To quote your Mother," I'm not being funny, but it does seem boring".

Well Mother you are ignorant. she is taking sides, do not apologise for your holiday, your sister started this, got a taste of her own medicine, then bought everyone else into the argument. What you said in this situation was perfectly acceptable. Maybe your siser will keep her mouth shut next time and stop her silly inverted snobbery.

Kayakerpaddleboarder · 07/02/2026 18:26

I do not think you are snobby at all. It seems it was fine for your sister to diss your holiday and say it looks boring for children based on your photos.
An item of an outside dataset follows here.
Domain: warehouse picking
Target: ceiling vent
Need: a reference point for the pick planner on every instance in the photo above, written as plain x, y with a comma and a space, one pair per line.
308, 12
But, when you voiced your opinion of her holiday looking like Butlins that was considered out of order and snobby. Sorry, the only people who sound jealous is your family. To me, her holiday sounds like something I would hate.Your child will grow up informed and cultured through your type of holiday. Hers will like Ibiza and Magaluf. Which is fine. None are wrong as people have different objectives and ideas of enjoyment.

Mapletree1985 · 07/02/2026 18:29

When I was a kid I would have loved your holiday. I was so interested in Rome, history, Pompeii, the classical world even then. I would have loved every single minute of it. I wouldn't have been so keen on the swimming pool and kids' club holiday.

mathanxiety · 07/02/2026 18:30

You've run into tall poppy syndrome.

Fwiw, you both enjoyed different holidays. You're both entitled to have your own taste in holidays.

Her comment was worse than yours though, imo. I hate self limiting narratives, and comments that seek to equate interest in anything different from their idea of fun with 'snobbery'.